New marvels. Old marvels. Silent affirmations of man's relentless desire to leave behind symbols of times to be remembered, to be admired, to set a standard for future generations to challenge.

And the Earth continued to spin, bringing ancient and modern marvels through periods of light and darkness, through the years, the centuries, the millennia. The new became the old. The old became the ancient. The ancient became just a memory, like most of the wonders of the ancient world. But one wonder had remained intact from pre-Columbian times, surviving the destructive colonization period, enduring the passage of time, hidden deep within the jungle's protective mantle, out of reach to all but those who knew of its precise location.

Tonight, washed by the greenish glow of her night-vision goggles, Susan Garnett saw this unique marvel concealed beneath the array of branches of towering ceiba and mahogany trees crowding the lowlands of the Petén. They had found this site only because Lieutenant Lobo's handheld GPS claimed that their destination lay beyond a wall of densely packed trees cluttered with vines, moss, and other hanging vegetation, requiring the use of machetes to cut through fifty feet of thick greenery, carving out a narrow gap between trunks that forced the team to constantly twist their bodies to conform to the winding, humid corridor.

“Dear God,” Susan muttered, staring at the vastness beyond the natural barrier.

The American team stood at the center of a large stone courtyard overlooking a huge, craterlike pit.
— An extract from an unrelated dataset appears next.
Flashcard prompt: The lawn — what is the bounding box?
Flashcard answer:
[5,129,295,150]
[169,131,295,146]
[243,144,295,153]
A small palace stood to the east of the crater. A pyramid stood to the west, adorned by dozens of freestanding stone slabs along the front of the structure. A large temple, its many columns rising twenty feet in the air, its domelike roof grazing the canopies of ceibas and mahoganies, spanned the entire north side of this hidden site, opposite to where they stood. The branches of dozens of trees projected over all structures, reaching the edge of the crater, their canopies forming a circle that matched the shape of the pit below. Beyond this break in the canopy Susan could see the evening stars.

“Amazing,” Cameron said. “No one can see this place from the sky. The opening in the trees is just large enough for the pit. The rest is hidden from view.”

Standing next to Cameron, Lobo nodded. “That would explain why no one has spotted it before.”

“But someone definitely knows of its existence.”